I feel it necessary to skip a couple of courses to discuss the duck. I happened across a review recently, which stated that the only dish they didn’t enjoy was the duck, because it was ‘a bit greasy.’ Firstly, star or no star, this is a Chinese restaurant after all. If you receive duck as dry as the vegetables it’s been served with, ameliorated only by its plus one of gravy, then congratulations, you’ve just walked into a pub. You just simply cannot be counting calories when eating any form of Chinese food. The Cherry Wood Roasted Peking Duck is not only visually stunning in presentation, but stunning in all its saturates as well. Soft and succulent, coated by a thin, crisp layer of skin, it, like its preceding courses, also melts to the touch.  We paired this with the German sourced 2013 Pinot Noir, now building up the palette for, well, “more, sir.”


Oliver Twist however, would not have been introduced to more in the form of a 2004 Rioja, with 36 month oak aging. A complex white wine, with apricot, peach and honey notes leads perfectly onto their Baked Chilean Seabass in Black Truffle Sauce. The crumbling Seabass was followed by what I believe to be a “cleansing” dish (or so I consoled myself, as I switched my food conscience off for course number 7).

It is my firm belief that any fast love affair is often stunted by a belated discovery that you didn’t see coming – it’s all going swimmingly until you’re winded by that big blow as you discover that he paints his toenails on weekends in, or that she plays the oboe to the tune of a sea-animal’s cries at 6 am before work, et cetera et cetera.

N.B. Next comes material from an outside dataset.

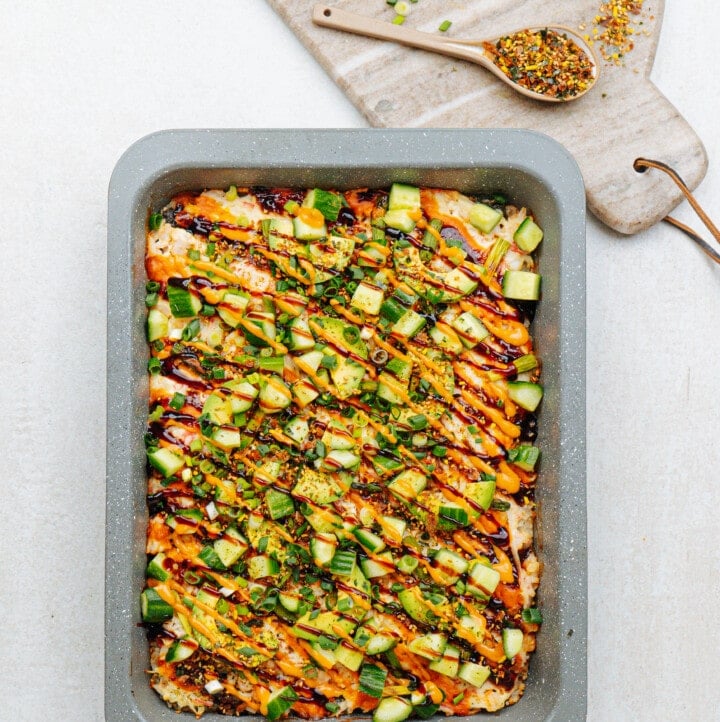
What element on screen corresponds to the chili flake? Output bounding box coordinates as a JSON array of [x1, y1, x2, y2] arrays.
[[483, 28, 595, 100]]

So although the course of Wagyu Beef was not quite comparable to an oboe in the ear, I was slightly disappointed to find it’d had the very beef smoked out of it. I am not averse to a light smoking, grilling, or baking, but the mode by which your meat has been cooked, should never override the taste of that meat. In this case, I did feel as though if I puffed, smoke would emerge.

I was a little nervous then, when the Apple Jelly and Pepper Ice Cream, was next to be sampled, as I resisted uttering the words “but, with no, erm, pepper please.” As expected you can hardly taste it, and so would be excellent for one of those blind-folded tasting games, you could be certain you’d win, as the closest guess would be “I think I can taste liquorice?”

I have a confession, and that is that I didn’t make it to the Lychee Tapioca, but I feel this has been an entirely strategic move by my sub-conscience so that I may return to HKK. The tasting course is a work of art, which caters to the fussiest of eaters. There is something for everyone, and if you don’t fall in love with at least one course, then you are beyond hope; the highly opinionated  (yours truly), the vegetarian, the vegan (what more do you want?), and most of all, the carnivore (although I’m sure they don’t have favourites at HKK, I suspect this may be it).  With discreet, friendly and first-name-basis service all round, you will want to visit the square mile for this dining experience alone. It is a visit well worth every bank-breaking penny.